Monday 20 November 2017

Grafton shares slide despite strong trading

Grafton Group CEO Gavin Slark. Photo: El Keegan
Grafton Group CEO Gavin Slark. Photo: El Keegan
John Mulligan

John Mulligan

Shares in Grafton Group fell more than 7pc at one stage yesterday despite the company reporting strong trading in the four months to the end of October.

The group noted that demand in its UK merchanting business softened in October, however, with volumes broadly flat compared to an improving trend in 2016's fourth quarter.

Grafton shares also came under pressure as shares in UK housebuilders including Redrow, Taylor Wimpey and Persimmon fell amid concerns over political and economic uncertainty. Grafton chief executive Gavin Slark warned that the dampened demand in October at the group's UK merchanting unit will probably continue for the remainder of the year. "The Irish and Netherlands businesses should benefit from favourable trading conditions and strong market positions," he added.

Grafton said group revenue for the 10 months to the end of October was 9.1pc higher at £2.11bn (€2.38bn).
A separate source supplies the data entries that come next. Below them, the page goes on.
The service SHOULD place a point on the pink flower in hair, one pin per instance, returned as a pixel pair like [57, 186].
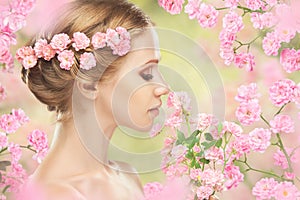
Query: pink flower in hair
[60, 42]
[171, 6]
[39, 47]
[29, 62]
[244, 60]
[87, 61]
[24, 52]
[207, 16]
[80, 41]
[99, 40]
[66, 59]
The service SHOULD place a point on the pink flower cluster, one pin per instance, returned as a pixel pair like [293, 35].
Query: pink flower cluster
[12, 19]
[249, 109]
[38, 140]
[118, 40]
[9, 123]
[206, 15]
[268, 188]
[171, 6]
[283, 92]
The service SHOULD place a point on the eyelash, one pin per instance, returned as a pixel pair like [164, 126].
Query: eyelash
[148, 75]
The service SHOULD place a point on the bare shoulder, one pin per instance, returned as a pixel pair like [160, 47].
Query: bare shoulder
[131, 171]
[61, 191]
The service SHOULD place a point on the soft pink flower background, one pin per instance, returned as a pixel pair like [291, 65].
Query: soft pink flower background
[267, 70]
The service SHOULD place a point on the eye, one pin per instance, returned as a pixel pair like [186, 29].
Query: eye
[147, 74]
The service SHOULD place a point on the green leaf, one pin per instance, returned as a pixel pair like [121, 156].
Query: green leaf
[208, 137]
[220, 127]
[205, 161]
[219, 143]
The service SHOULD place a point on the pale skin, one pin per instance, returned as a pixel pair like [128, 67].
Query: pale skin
[73, 170]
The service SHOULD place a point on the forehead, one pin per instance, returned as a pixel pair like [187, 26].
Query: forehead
[144, 47]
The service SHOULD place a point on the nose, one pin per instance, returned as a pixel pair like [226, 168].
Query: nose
[161, 90]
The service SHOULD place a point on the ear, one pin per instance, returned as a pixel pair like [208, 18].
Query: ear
[88, 89]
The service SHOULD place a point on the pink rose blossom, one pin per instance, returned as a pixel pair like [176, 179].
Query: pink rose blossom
[60, 42]
[80, 41]
[38, 140]
[99, 40]
[247, 92]
[254, 4]
[214, 154]
[118, 40]
[280, 159]
[290, 60]
[227, 54]
[238, 148]
[233, 176]
[244, 60]
[203, 121]
[15, 152]
[87, 61]
[260, 139]
[233, 22]
[66, 59]
[265, 188]
[174, 121]
[281, 92]
[286, 191]
[29, 62]
[9, 123]
[2, 92]
[227, 37]
[249, 112]
[44, 50]
[152, 189]
[171, 6]
[207, 16]
[233, 128]
[24, 52]
[204, 192]
[264, 20]
[231, 3]
[156, 128]
[285, 34]
[3, 140]
[192, 8]
[271, 44]
[282, 123]
[20, 116]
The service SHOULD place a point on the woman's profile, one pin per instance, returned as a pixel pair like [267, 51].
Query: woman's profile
[97, 68]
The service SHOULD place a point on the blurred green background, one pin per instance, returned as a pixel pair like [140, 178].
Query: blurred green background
[265, 72]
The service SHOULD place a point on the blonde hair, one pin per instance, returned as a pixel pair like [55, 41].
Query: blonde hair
[52, 85]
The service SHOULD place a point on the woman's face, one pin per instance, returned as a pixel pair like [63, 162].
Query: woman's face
[133, 96]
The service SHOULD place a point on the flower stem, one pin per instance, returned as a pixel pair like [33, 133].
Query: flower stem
[264, 119]
[284, 152]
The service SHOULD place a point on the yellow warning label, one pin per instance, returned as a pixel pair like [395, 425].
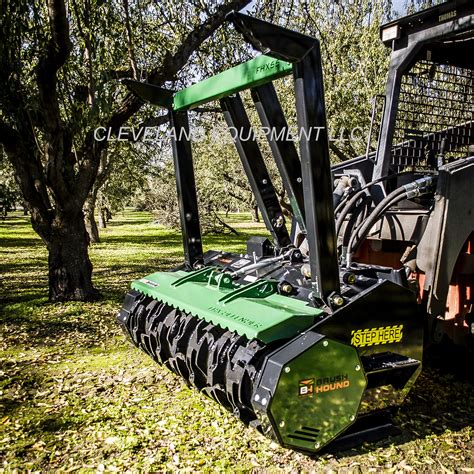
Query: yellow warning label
[376, 336]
In constant currency terms the figure was up 6.9pc. Like-for-like sales in the four months to the end of October were 6.1pc higher.

That compared to a 6.5pc rate of increase during the previous four months.

Grafton's merchanting business accounts for 92pc of its total revenues, with its Woodies retail business in Ireland accounting for just 6pc of turnover.

In the UK, Grafton owns builders' suppliers chains such as Selco, Plumbase and Buildbase. It generates more than 70p of its revenue in the UK. Grafton said that pricing in the sector remains competitive.

In Ireland, Grafton owns merchanting brands including Chadwicks and Heiton Buckley.

During the four months to the end of October, like-for-like sales at the Irish merchanting division rose 8.4pc.

"The pace of growth in the Irish merchanting business moderated a little, as anticipated, although the prospects for sustained growth are positive," noted Grafton. "The recovery in house building gathered momentum from a low base but it will require several years for supply to meet ongoing demand. Non-residential construction is in the early stages of a recovery that is expected to remain on a firm growth path."

Like-for-like sales at Woodies jumped 9.1pc in the four months to the end of October.

"Spending in Woodie's stores increased strongly as customers responded positively to the store upgrades and as employment and incomes continued to rise," according to Grafton.